Many of them have been installed as part of the inaugural class of the Hooptown Hall of Fame: George Raveling, who got a campus and a region energized about Washington State basketball; John Stockton, Spokane's first NBA first-round draft pick; Jeanne Helfer, WSU's first female scholarship athlete; and Bobby Jack Sumler, whose playground legend cribbed the feel of more populous basketball centers.
At the same time, momentum from Title IX’s enactment in 1972 made Spokane fertile ground for girl’s basketball. Gonzaga climbed to the West Coast Conference, a small but important early step up in its commitment. Don Monson's Idaho Vandals burst to the top of the Northwest pecking order for a couple of years, bringing down Pac-10 teams. And Eastern Washington University took the leap to NCAA Division I status.
An appreciation for basketball was beginning to grow that seemed dormant before.
But for that appreciation to crystallize into a passion would require two extraordinary elements.
In 1989, two Spokane professionals with different aims hit on the same idea—a 3-on-3 basketball tournament on a summer weekend staged on the streets downtown. When Rick Betts and Jerry Schmidt were brought together and shared their vision, the result was Hoopfest. It launched the following year with an almost naively hopeful spirit on just a few city blocks.
In a last-minute fever, over 500 teams and 2,000 players entered, and the result was an instant smash. Those who played had a ball, and those who came down to watch wished they had played. Year two saw participation double. By year five, the 10,000-player mark was topped, rocketing to 20,000 by year ten. Eventually, it took 450 courts—spread throughout downtown—and to points across the Spokane River—to handle the 7,000-some teams and nearly 28,000 players.

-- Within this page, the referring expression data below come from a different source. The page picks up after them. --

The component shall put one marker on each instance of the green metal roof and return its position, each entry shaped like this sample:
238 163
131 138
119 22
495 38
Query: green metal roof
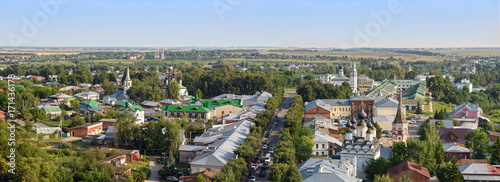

Even the basketball-minded originators couldn't have imagined the breadth of the event's appeal, from the tiniest kids to the creakiest old men to college players who had experienced March Madness just weeks before. Wheelchair teams, coed teams, family teams, Special Olympians, mothers and grandmothers who pre-date Title IX, and high school cross-country runners on a goof came out.